Bioplastics maker Danimer Scientific Holdings LLC has reached the end of the line.
The firm filed for Chapter 11 bankruptcy protection on March 18 in U.S. Bankruptcy Court in Wilmington, Del. Danimer officials said in a court filing that the firm "will immediately commence an orderly and value-maximizing wind-down of their businesses … [and] will use their time in Chapter 11 to market a sale or sales of all or substantially all of their assets."
Officials with Danimer in Bainbridge, Ga., could not be reached for comment. The firm operates a polylactic acid (PLA) resin plant there with up to 25 million pounds of annual production capacity. Danimer also operates a plant with annual polyhydroxyalkanoate (PHA) capacity of 55 million pounds in Winchester, Ky.
Danimer has assets valued at $622.5 million and debts of $449.5 million, according to a court filing. The debt amount includes $216.7 million in unsecured debt to U.S. Bank. Danimer's list of debts includes $192,000 to Mitsubishi Chemical, $157,000 to BASF Corp. and almost $100,000 to Total Corbion PLA.
In the first nine months of 2024, Danimer posted sales of $26.5 million, down 26 percent vs. that same period in 2023. The firm posted a nine-month loss of $56.7 million after losing $94.6 million in the year-ago period.
These results have sent Danimer's per-share stock price plummeting from almost $52 on March 20, 2024, to 35 cents in early trading March 19.
Market veteran Conor Carlin said he wasn't surprised by Danimer's bankruptcy filing.
"Despite the environmental benefits of PHA, including its biodegradability in both soil and marine environments, the technology faces persistent hurdles," he said in an email.

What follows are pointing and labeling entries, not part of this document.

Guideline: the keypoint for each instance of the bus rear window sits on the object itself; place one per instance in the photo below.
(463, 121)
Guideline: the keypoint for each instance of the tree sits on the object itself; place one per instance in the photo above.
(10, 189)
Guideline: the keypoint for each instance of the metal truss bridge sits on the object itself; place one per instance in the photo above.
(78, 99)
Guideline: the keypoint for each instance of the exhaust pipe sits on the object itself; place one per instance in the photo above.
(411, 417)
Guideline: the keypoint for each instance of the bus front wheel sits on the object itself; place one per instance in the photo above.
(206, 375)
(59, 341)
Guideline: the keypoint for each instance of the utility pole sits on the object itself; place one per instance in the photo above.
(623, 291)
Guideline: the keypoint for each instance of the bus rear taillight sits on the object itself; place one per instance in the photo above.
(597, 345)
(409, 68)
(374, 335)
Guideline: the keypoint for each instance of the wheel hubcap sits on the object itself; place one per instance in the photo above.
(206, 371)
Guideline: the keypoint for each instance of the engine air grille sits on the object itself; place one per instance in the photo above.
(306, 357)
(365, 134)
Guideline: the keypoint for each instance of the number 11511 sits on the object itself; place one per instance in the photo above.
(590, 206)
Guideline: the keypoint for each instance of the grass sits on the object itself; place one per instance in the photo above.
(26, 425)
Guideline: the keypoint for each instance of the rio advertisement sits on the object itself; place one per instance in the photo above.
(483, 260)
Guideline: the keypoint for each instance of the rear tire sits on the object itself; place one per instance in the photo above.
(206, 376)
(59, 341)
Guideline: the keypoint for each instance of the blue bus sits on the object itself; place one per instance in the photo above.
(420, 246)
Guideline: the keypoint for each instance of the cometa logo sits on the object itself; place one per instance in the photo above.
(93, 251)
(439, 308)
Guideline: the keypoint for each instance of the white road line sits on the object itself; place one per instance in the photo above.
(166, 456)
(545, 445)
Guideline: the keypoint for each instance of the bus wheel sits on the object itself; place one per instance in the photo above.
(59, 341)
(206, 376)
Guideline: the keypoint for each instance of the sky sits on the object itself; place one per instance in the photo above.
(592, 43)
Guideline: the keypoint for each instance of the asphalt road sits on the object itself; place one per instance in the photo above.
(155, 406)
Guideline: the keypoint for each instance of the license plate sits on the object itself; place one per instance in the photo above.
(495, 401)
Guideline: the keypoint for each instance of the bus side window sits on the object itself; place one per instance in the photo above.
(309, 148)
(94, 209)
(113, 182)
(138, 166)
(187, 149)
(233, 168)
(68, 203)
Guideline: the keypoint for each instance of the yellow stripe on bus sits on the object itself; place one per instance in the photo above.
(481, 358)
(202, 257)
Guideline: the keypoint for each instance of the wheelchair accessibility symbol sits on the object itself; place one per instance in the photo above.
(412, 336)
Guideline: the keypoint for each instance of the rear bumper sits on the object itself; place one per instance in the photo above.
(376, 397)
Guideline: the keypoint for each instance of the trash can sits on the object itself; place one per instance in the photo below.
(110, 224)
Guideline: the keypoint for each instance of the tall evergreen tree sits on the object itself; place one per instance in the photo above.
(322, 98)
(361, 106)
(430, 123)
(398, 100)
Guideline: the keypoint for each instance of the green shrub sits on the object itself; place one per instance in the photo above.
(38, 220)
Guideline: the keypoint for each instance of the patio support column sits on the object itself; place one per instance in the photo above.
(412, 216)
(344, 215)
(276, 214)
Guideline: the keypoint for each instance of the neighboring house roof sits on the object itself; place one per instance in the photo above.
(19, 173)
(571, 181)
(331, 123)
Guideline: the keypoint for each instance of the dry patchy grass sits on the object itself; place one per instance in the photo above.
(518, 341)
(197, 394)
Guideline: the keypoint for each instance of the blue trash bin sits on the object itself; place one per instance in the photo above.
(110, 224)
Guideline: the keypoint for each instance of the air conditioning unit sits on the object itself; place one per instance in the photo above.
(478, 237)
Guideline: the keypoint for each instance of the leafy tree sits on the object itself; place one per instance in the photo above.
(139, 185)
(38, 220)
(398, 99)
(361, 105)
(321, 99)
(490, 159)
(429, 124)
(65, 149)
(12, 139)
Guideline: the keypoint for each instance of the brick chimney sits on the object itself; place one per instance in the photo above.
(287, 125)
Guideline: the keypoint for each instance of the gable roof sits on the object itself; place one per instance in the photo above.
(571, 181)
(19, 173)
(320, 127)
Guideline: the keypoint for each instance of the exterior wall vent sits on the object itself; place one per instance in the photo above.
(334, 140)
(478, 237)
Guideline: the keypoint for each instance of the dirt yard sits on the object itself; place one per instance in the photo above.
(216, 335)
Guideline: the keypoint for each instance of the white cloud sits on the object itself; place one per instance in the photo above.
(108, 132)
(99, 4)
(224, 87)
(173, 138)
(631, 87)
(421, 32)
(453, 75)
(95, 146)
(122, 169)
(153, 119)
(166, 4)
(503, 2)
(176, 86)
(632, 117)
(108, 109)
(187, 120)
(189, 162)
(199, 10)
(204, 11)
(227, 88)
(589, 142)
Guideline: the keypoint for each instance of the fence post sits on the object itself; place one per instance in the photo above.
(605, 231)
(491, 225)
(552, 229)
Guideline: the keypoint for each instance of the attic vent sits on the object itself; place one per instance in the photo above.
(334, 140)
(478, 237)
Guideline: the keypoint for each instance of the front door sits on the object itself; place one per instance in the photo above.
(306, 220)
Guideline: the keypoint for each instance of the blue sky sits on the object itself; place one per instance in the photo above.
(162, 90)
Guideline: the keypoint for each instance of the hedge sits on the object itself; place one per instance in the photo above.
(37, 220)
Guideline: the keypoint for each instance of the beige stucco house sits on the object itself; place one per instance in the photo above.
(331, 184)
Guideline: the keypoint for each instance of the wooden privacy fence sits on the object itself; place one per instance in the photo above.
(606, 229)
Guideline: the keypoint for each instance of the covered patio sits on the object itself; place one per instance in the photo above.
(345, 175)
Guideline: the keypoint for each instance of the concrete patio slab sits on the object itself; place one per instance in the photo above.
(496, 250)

Those hurdles include high production costs, limited scaling efficiencies and competition from lower-cost fossil-based and bio-based polymers such as PLA and bio-PET, he added.
Carlin, president of consulting firm Clefs Advisory LLC in Boston, also said the bankruptcy "is another example of just how difficult it is to achieve the yields and scale required to compete against incumbents."

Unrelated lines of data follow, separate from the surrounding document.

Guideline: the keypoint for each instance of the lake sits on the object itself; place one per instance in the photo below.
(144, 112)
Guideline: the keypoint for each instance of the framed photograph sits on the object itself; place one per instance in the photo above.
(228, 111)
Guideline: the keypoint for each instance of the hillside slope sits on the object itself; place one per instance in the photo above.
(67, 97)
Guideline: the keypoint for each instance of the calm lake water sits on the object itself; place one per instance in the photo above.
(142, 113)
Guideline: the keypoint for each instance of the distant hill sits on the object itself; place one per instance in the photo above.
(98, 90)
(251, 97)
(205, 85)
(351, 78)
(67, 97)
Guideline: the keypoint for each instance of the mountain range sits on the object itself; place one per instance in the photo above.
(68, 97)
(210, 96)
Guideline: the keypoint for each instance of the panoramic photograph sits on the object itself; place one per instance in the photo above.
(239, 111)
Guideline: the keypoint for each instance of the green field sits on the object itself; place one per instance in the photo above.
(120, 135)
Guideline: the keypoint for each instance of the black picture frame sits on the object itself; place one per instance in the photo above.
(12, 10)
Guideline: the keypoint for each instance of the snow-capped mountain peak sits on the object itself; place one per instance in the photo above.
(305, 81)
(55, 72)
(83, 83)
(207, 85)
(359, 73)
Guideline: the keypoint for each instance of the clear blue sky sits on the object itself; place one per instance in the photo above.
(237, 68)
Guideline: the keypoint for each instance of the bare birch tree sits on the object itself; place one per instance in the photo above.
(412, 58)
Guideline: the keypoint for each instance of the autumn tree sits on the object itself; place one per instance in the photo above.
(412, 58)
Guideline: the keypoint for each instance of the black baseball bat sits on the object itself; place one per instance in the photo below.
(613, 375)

"Choosing the public [stock] route was fraught with challenges and has proven to lead to significant losses for investors, which only makes the next effort to scale bioplastics more difficult," he added.
Danimer made PHA bioplastics under the Nodax trade name. Applications for the material included plastic cutlery, straws, fibers, filaments, films, hot-melt adhesives and injection molded items.
As recently as 2021, Danimer acquired fellow bioplastics maker Novomer for $152 million and announced plans for a $700 million expansion in Bainbridge.
On March 14, Danimer filed a WARN notice indicating it would be closing its manufacturing plant in Bainbridge and lay off all 82 employees there. Forty of those job cuts took place on that date.
Danimer also "is experiencing an unprecedented shortage of liquidity, and [its] cash position is critically low," officials said in the notice. This situation "has resulted in [Danimer] failing to make certain payments on its existing debt obligations and has inhibited [its] ability to continue as a going concern."
"Absent a significant change in circumstances or development, [Danimer] expects to imminently cease operations, including those at the Bainbridge facilities," they added. "The closures are expected to be permanent."
In December, the firm obtained short-term financing to provide time to seek a potential third-party purchaser. Since then, officials said Danimer "has aggressively marketed itself…and explored numerous different transaction structures, including direct investments."
In spite of those efforts, officials said Danimer "received only one indication of interest…which was conditioned on the confirmation and launch of a key customer relationship to supply cutlery to a large quick service restaurant chain."
That interest led Danimer to believe it was making progress towards a definitive contract with the customer. Unfortunately, the customer recently informed the firm that it would not be able to establish the relationship required by the third-party investor. The customer also revised its guidance "significantly downwards" with respect to the expected volumes of product that would be ordered.
Officials said the inability to find new investors "has made it impossible to secure going-concern funding from [Danimer's] lenders or from the only third-party investor [the firm] was able to identify."